Who is this tutorial for?
This tutorial is for researchers and industry stakeholders interested in any combination of embedded operating systems, wireless sensor networking, IoT, Rust, or simply hacking on a project for an afternoon. We assume no prior knowledge in Tock and will provide a detailed guide to assist participants in the tutorial.
What is Tock?
Tock is a secure, multi-programmable embedded operating system. The core kernel is written in Rust, a new type-safe systems language. Developers can dynamically load processes written in any language, which Tock isolates using the memory protection unit (MPU) or equivalent hardware typically available on microcontroller-class devices. Tock is designed and implemented by collaborators at Stanford, University of Virginia, Princeton, and UC San Diego, with additional developers at Chalmers, Google, Western Digital, HP Labs, MIT, NASA Ames, and others in industry. To learn more about our operating system, you can find additional documentation both here or in the tock book.
Tutorial Goals
The goal of the tutorial is to introduce the OS to researchers in the CPS-IoT community, get them started writing applications, and make them familiar with the kernel. The tutorial will provide small hardware kits (further nodes supported by Tock can be purchased online). The emphasis of the tutorial will be for Tock’s potential as a platform for easing, accelerating, and enhancing research and prototyping of CPS and IoT systems and applications.

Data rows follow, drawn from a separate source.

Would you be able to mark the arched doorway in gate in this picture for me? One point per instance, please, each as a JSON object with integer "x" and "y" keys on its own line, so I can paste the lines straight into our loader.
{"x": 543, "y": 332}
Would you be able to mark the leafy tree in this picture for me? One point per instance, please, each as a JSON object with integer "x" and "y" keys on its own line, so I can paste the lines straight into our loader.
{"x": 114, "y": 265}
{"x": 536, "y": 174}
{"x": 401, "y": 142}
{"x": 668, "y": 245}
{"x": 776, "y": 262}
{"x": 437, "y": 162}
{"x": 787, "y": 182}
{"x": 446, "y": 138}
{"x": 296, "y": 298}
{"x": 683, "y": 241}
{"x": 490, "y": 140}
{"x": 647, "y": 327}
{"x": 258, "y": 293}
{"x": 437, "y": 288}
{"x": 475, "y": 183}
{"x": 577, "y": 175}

Tock provides a unique advantage for CPS and IoT research as the operating system by default provides process isolation and memory safety for the core kernel. As such, researchers can spend more time on CPS and IoT research rather than time spent configuring the MPU or radio drivers. Moreover, the Tock kernel provides the advantages of a modern type-safe language while still providing the freedom to develop user applications in C.
Having a modern, secure OS platform has the potential to help coalesce the CPS-IoT community around a set of shared important research problems. We think Tock has the potential to be such an OS/platform and would like to provide a tutorial to help colleagues and fellow researchers in learning to use it.
Tutorial Overview
In this tutorial, participants will create a wireless sensor network application using Tock and OpenThread. To participate in this tutorial, please register for the RUSTIC tutorial. We will provide participants with additional instructions and details as we approach the conference.